There are twelve species of bumblebees in the Arctic, at least three of which reach the High Arctic. Bumblebees probably occur in the Arctic where other stinging hymenopterans do not, because they have features that more readily "prepare" them for life in the cold. Their furry bodies help trap warmth, and they nest in the ground, rather than in trees like honeybees. They also have the ability to warm themselves by shivering a trick that is used to great effect. A bumblebee can generate body temperatures to rival those of humans by shaking the muscles in its body. Arctic bumblebees are large compared to their southern counterparts, partly because size helps to combat the cold, but also because the well developed shivering muscles of northern species add bulk! Arctic bumblebees fly from flower to flower collecting nectar and pollen for food and, in the process, deliver pollen from one plant to another. Bumblebees pollinate many of the prominent wildflowers of Canada’s Arctic, including purple saxifrage.
Sawflies are primitive hymenopterans. They do not have the characteristic thin waist of most members of this insect order, but look like fat wasps with long stingers. The stingers are in fact tubes through which the female injects her eggs. The larvae of sawflies resemble the caterpillars of moths and butterflies. They feed on leaves or stems. Most of the arctic species feed on willow, Salix sp., but others feed on arctic blueberry, sedges, and other plants. The adults also frequent these plants. Some willow plants in the Arctic have galls on their leaves deformed, fleshy growths of leaf tissue whose formation is caused by the larva of the sawfly, which lives inside. Species in the genus Pontopristia burrow into the catkins of arctic willows and their presence is signalled by dense pockets of fluff. There are over 34 species of sawflies in the Arctic, some of which extend to the northern islands, but little is known about their biology.
An ichneumonid wasp.
Parasitoid wasps are by far the largest group of hymenopterans in the Arctic.
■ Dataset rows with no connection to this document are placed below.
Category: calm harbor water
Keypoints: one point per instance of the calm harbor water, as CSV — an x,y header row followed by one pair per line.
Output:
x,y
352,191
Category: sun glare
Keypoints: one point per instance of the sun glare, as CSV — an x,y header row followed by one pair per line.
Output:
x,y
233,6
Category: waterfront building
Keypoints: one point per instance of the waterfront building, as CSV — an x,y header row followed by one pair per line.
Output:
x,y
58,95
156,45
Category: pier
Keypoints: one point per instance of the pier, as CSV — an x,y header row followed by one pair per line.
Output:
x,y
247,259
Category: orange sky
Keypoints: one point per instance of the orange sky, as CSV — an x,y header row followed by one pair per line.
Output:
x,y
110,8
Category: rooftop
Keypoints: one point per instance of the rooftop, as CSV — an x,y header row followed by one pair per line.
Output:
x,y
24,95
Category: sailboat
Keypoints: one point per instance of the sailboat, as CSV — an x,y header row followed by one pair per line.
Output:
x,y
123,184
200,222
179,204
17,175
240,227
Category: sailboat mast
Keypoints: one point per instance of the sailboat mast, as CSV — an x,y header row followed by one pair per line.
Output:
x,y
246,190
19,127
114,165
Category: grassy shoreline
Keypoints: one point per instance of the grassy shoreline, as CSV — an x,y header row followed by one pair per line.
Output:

These wasps have a reproductive strategy that is worthy of any story of intrigue
females seek out tender, helpless larvae, then sneakily pierce their
skin to inject one or more eggs into their body cavity. The parasitoid eggs
hatch inside the liquid of the caterpillar’s interior, and develop in relative
comfort, eating their host from the inside out. When the innards of the host
are consumed and the parasitoid larvae are ready to pupate, the host dies, and
its carcass provides protection for the wasp pupae. Eventually, adult wasps
burst through the wasted caterpillar skin, and take flight into the open air.
One of the major parasitoid wasp families is the Ichneumonidae; there are over 100 species in the Arctic. These wasps vary in appearance, but most are thin and delicate, with long antennae and arched abdomens. Some have long ovipositors tubes through which their eggs are injected that look rather intimidating, but are, in fact, harmless to all but their insect host. Besides ichneumonids, there are representatives of over twelve other parasitoid wasp families in the Arctic. Many of these are poorly known, and most are restricted to the southern regions of tundra. However, it is certain that many more species of arctic parasitoid wasps remain undescribed!